I often speak with sales professionals that see technology-myopic engineers as a source of disappointment for their customers.
I also regularly work with software engineers who complain that business demands force them to abandon good engineering practices in favor of quick fixes.
What both sales and engineering professionals can miss, however, is that both sides are focused on solving a problem for customers.
As a professional who has worked both sides of this picture, I appreciate companies that help both groups to see how their roles complement each other.
From the Business Side
The business side can see software engineering practices as dilatory, overly complex, cost prohibitive, and, most importantly, as risk from which they have to protect their prospects and customers.
Sometimes, they are correct. I worked with a team that spent years developing a product that went through multiple rewrites, several major technology changes, and ultimately never delivered.
Engineering’s obsession with creating the perfectly built product was partially responsible for causing the company not to deliver anything within the window during which the best business opportunity existed.
At the same time, sales had gone ahead and closed deals–in good faith, but by making promises to customers that the company ultimately could not keep.
Though the result was not pretty, I have also seen sales teams cause equally disappointing results.
From the Engineering Side
The engineering side can see business demands as evil, unempathic, lacking any serious future-oriented perspective, and, most importantly, as risk from which they have to protect their work and their people.
I have seen situations where this is the case. One sales team I worked with wanted to take advantage of a significant market opportunity.
They demanded quick solutions from their engineering team, who had to abandon test-driven development, refactoring, patterns, and basic coding principles.
The codebases quickly became brittle and error-prone. Though engineering delivered a product (albeit late), the company was unable to upgrade their product to reflect changing customer expectations over time.
The company gradually lost business as they found themselves increasingly less able to convey value. Eventually they were no longer in a position to compete at all.
A Unified View
For the most part, we all have the same vision. We want products that work exceedingly well, delight out customers, and make an enormous impact in the markets we care about.
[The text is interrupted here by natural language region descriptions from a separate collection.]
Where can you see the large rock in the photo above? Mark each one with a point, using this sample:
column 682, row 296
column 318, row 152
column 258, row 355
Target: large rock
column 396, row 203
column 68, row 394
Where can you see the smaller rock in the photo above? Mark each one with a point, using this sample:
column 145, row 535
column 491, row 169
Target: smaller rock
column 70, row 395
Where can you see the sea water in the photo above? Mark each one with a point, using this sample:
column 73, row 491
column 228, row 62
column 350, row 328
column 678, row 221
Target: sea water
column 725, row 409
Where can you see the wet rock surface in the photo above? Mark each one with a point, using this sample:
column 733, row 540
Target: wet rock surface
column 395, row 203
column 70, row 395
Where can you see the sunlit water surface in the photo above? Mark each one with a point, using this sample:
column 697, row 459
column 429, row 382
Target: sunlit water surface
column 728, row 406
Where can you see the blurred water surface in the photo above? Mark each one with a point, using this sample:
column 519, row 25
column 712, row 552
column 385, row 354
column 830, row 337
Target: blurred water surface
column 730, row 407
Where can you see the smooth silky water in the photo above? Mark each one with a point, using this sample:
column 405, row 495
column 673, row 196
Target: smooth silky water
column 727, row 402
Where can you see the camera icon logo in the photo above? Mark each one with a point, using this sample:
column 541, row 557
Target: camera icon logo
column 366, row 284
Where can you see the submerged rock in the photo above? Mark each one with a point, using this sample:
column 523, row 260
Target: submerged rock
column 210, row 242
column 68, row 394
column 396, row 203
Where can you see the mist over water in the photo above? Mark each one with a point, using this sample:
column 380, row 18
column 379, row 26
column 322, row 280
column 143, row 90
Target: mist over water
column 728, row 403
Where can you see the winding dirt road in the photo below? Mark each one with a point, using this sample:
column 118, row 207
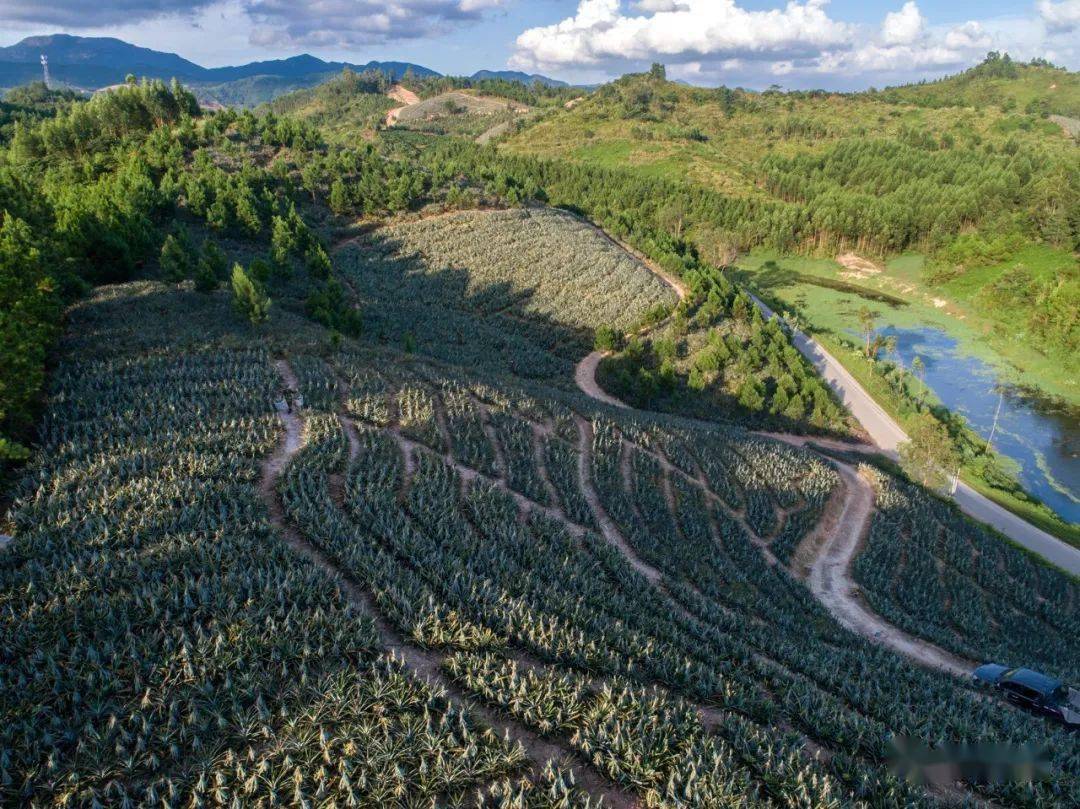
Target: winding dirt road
column 584, row 373
column 888, row 435
column 421, row 662
column 837, row 542
column 407, row 97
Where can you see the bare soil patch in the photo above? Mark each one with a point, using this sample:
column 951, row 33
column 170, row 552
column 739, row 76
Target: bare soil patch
column 858, row 264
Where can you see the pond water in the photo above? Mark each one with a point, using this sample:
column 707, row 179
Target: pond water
column 1041, row 437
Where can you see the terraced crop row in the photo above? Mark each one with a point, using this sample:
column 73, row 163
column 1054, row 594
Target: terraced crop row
column 944, row 578
column 605, row 582
column 162, row 647
column 476, row 566
column 516, row 292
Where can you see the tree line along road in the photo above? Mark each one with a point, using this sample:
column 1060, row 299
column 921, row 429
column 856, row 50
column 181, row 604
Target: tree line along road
column 888, row 435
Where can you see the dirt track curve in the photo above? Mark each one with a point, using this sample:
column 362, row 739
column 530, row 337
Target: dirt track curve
column 833, row 550
column 421, row 662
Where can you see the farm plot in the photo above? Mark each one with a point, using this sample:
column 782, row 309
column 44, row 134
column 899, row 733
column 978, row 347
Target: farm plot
column 160, row 645
column 541, row 264
column 539, row 612
column 941, row 577
column 458, row 113
column 602, row 582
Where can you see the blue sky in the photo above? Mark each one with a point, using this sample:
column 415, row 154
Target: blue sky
column 801, row 43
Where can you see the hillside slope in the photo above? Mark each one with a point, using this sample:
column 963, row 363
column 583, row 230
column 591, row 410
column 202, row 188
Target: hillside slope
column 336, row 526
column 1002, row 83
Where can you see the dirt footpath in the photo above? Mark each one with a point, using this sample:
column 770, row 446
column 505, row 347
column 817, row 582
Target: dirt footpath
column 829, row 579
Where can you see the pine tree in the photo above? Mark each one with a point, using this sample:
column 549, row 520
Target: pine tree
column 248, row 298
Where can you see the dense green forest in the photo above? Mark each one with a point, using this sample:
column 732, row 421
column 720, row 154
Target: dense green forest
column 315, row 514
column 138, row 179
column 118, row 186
column 967, row 183
column 28, row 104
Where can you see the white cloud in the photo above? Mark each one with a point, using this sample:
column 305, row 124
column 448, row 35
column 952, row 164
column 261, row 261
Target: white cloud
column 711, row 41
column 968, row 36
column 905, row 26
column 602, row 31
column 1064, row 16
column 346, row 23
column 83, row 14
It is true that some engineers, particularly junior-level ones, can get excited about technology in its own right, at the expense of delivering what the customer wants.
It is also true that some sales professionals, particularly those newer in their selling careers, can overpromise in order to close deals, putting pressure on developers to quickly fill gaps between customer expectations and product offerings.
In my experience, however, most engineers and sales professionals recognize each other’s role in making their own professional existence possible.
It is difficult to sell a product that doesn’t exist, just as it is challenging to thrive on technologies no one wants.
The right approach involves balancing concerns by exposing sales and engineering to each other on a regular basis.
Through fostering a culture where sales and engineering professionals have a unified view of the business, the two groups can reach a place of empathy.
When they learn to appreciate the demands they each face, they can do a better job balancing the interests of the company, and ultimately, the customers.